Right now the river is running at 237 cubic feet per second (cfs). Median flow for this date is 116 cfs. The water temperature is 68.6 degrees. I walked out on the swinging bridge earlier. Little River is stained. I could not see the bottom. This is going to be an excellent day to fish in the Little River. Since we did not get any rain in Townsend yesterday or last night, the silt is coming from another source, maybe Wears Valley or probably in the Park. Partially stained water can be a huge advantage for anglers targeting larger brown trout. You may find the turbid water is in one or all of the prongs of the river. As it clears, get out your nymphs, add some weight and hit the eddies and deep runs.
I heard a lot of conflicting fishing reports yesterday from customers. Some said the fishing was slow. Others begged to differ. One fellow said he did not catch anything but someone asked him if he was the guy who caught the big trout. I heard that earlier in the day. A while later another customer showed me a photo of a really nice brown trout he caught. I guess that is the fish the bystander was talking about. They were both fishing the same stream. His witness stood close by as he related the story to us. He was fishing deep with a weighted nymph. He got hung up or so he thought. He lifted his rod to free the fly. The fly started moving. After a battle and help from his buddy he landed the brown. I would guess from the photo it was 15” or 16” long. It was hard to tell. I saw hands and a beautiful fish.
People ask me all the time to describe what the fishing will be like during a particular time when they will be visiting Townsend. Let’s use October as an example. We don’t get much rain in October. When the water is low and warm the fishing can be slow. But, like yesterday, we can have hot temperatures and good flows. The fishing can be excellent.
Fishing here can be slow or great depending on the water levels and the water temperatures. Being adaptable is also a significant key to angler success. My guess is, some anglers did well yesterday using nymphs fished deep. Others did poorly using dry flies and a dropper. That also varies depending upon where you are fishing. Dry flies might have worked great yesterday in the backcountry or in the higher elevations. Just be willing to try anything.
I’m hearing good reports about smallmouth bass fishing in the lowland rivers. Increased flows are benefiting those who target the smallmouth bass in streams. Fishing is best early and late. There are many rivers that flow out of the Park and provide exceptional smallmouth bass fishing, even in the warmest months. Little River is one. Little Pigeon is another. Abrams Creek is still another great smallmouth bass stream. And that doesn’t include all the other rivers that flow out of the park into the valleys.
Smallmouth bass fishing is getting to be very popular with fly fishermen around here. Try it and you will find out why. These fish fight hard. They don’t give up. They can aggressively attack a fly or simply sip it from the surface with only a dimple. No matter what size they are or how they choose to take your fly, get ready for a battle.

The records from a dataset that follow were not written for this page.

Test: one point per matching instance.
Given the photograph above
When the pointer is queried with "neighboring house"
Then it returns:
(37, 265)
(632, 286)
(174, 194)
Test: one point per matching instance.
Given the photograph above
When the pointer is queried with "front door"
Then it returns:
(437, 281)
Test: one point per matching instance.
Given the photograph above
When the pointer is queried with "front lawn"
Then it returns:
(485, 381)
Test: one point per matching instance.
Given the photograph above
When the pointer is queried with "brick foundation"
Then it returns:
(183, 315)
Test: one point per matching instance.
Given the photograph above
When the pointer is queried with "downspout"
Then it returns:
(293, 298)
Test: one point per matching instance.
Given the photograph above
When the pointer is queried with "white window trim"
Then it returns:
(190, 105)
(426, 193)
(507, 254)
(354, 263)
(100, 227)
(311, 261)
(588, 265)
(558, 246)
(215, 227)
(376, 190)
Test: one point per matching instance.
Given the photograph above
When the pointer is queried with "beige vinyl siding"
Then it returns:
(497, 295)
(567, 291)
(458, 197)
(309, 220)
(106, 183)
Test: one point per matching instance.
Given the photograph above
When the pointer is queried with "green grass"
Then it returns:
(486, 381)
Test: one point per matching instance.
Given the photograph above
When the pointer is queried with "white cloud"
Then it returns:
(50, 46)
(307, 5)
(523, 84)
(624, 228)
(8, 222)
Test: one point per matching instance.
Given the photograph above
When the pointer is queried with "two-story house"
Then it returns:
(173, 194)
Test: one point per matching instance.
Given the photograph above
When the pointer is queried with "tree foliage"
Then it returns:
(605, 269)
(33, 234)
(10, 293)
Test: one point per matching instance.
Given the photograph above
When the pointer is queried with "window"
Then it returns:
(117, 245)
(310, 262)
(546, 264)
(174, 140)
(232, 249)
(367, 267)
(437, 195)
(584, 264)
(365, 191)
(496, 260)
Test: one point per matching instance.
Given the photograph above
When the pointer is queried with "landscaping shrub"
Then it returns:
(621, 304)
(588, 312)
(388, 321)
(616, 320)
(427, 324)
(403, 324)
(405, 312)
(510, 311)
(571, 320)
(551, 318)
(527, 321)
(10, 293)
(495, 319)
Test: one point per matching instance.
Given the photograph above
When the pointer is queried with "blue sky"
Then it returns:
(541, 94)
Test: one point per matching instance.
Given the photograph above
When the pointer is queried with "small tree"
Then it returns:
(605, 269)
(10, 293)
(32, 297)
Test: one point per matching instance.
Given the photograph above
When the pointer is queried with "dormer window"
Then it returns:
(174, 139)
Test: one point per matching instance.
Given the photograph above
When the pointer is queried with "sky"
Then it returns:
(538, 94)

Little River will be stained downstream for a day or two, maybe more. It should be clear in town later today or tomorrow. There are miles of fishable water between here and the Tennessee River. I think about 40 miles. From Elkmont to the Tennessee River the distance is over 50 miles if my memory serves me well today. Anyway, there is a lot of really good stream smallmouth fishing to be had just in that one river.
If you can get out today and to the Park, this is one of those days when you might have a exceptional day. Local anglers who fish the Park successfully and often, wait for days like today.
Have a great day and thank you for being here with us.